I would say it's media scaremongering, but then, I don't like mainstream journalists and journalism. They have a habit of 'bending' the truth (lying through their teeth if you prefer).


----------



## xpower (Jul 28, 2009)

as unsafe as any poison/drug in the wrong hands


----------



## Dr Manhattan (Jan 8, 2012)

resten said:


> Unsafe as you think if it's abused


I'm going on a typing course! Getting sick of you beating me to posting in threads! :tongue:


----------



## Sambuca (Jul 25, 2012)

safer then clen imo unless you have no grasp of numbers


----------



## Prince Adam (Mar 17, 2012)

Hate the sound of the stuff.

Too many muscle magazine victims get involved in it imo.


----------



## G-man99 (Jul 15, 2008)

Do plenty of research and treat it with respect and you should be fine.
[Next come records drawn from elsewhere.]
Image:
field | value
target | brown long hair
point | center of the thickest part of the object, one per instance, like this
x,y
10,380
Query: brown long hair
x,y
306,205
Abuse it and then you put yourself in a vulnerable position with it.

Same as most things really


----------



## Madoxx (Nov 7, 2010)

DNP use spikes pre holiday for people getting in holiday shape, its also spiking post holiday to trim off those holiday pounds, I expect we will see loads of threads in January also


----------



## funkdocta (May 29, 2013)

It is safe if done correctly. As is alcohol, Steroids, HGH, etc etc

I would say it is potentially more dangerous than most other things, the margin for error being smaller. But with proper research it is as close to the magic bullet as you can get.


----------



## Rick89 (Feb 27, 2009)

i think alot of users will prefer it this time of year when its bit cooler aswell


----------



## MiXiN (Mar 25, 2013)

Rick89 said:


> i think alot of users will prefer it this time of year when its bit cooler aswell


I'm seriously considering giving it a try very soon, sometime between now & December so I can save £££ on the extortionate heating bill.

I only have a couple of inches of annoying stubborn fat on my stomach area.

Will this stuff target this and shift it?

I'm OK elsewhere.


----------



## defdaz (Nov 11, 2007)

Why do you think it's gone quiet on here? They're all dead from dnp!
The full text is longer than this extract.